Within the OPQ, the agency will create an Office of Surveillance, which will be tasked with creating new quality metrics, and will let OPQ inspectors know if they need to inspect manufacturing facilities during an NDA (new drug application) review.
After a new industry range of metrics is published, she added that FDA will take “the first two years to make sure we’re measuring apples and apples” and allow facilities to see where they stack up against competitors.

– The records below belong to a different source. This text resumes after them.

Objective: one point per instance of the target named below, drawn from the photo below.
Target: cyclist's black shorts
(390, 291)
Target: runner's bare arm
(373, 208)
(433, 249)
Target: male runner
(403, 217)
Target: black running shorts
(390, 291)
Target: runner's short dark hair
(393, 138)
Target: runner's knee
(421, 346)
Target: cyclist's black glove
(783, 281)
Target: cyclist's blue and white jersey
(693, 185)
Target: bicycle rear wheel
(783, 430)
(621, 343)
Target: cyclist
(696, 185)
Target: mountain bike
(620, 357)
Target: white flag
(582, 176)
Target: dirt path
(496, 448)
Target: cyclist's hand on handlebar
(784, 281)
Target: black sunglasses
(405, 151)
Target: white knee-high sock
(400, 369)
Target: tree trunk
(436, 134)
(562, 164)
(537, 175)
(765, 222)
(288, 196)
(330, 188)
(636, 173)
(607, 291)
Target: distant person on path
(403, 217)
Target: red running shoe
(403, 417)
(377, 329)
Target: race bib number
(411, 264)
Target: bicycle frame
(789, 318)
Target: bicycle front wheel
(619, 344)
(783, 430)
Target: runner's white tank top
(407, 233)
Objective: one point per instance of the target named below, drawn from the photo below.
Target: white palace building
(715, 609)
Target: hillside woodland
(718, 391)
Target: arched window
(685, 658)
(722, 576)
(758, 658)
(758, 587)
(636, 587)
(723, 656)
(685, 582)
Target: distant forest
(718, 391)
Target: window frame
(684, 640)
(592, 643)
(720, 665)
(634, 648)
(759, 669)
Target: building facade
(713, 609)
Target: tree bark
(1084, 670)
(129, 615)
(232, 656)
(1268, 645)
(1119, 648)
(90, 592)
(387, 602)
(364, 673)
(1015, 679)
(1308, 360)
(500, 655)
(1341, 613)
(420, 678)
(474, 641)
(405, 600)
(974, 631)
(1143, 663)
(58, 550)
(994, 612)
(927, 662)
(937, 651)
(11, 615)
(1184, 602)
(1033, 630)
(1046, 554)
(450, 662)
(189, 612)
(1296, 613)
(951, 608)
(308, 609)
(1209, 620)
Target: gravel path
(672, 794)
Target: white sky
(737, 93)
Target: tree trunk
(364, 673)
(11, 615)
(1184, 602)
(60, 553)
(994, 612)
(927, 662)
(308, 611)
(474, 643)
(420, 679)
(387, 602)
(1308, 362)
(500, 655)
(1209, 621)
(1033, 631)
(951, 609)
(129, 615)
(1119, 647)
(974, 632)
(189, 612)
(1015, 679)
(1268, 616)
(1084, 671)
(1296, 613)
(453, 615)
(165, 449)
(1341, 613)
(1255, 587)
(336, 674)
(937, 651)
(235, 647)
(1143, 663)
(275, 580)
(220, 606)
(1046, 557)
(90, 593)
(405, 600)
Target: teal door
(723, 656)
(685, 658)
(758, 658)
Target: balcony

The agency will undergo the “same type of work but new inspection protocols will be” standardized and help industry understand how pre-approval and surveillance inspections can be done, Woodcock said.
“Once we get this rolling, we hope to work on an international level – hope to move to a more quantitative, objective way to get more predictability,” Woodcock added.
Modified Release Problems
Though she stressed the creation of the OPQ is “not a direct response to any one issue,” Woodcock did mention that modified release dosage forms “are the biggest problem” in terms of quality.
She added that under certain conditions, modified release tablets can morph, and dissolution tests are “not an appropriate control mechanism,” and the agency “can’t do a bioequivalence test on every lot.”
Woodcock also called out compounding facilities as being particularly difficult to oversee. “Compounding is hard in general – the quality of the operations are at a level that require a lot of oversight and there are a lot of problems,” she added.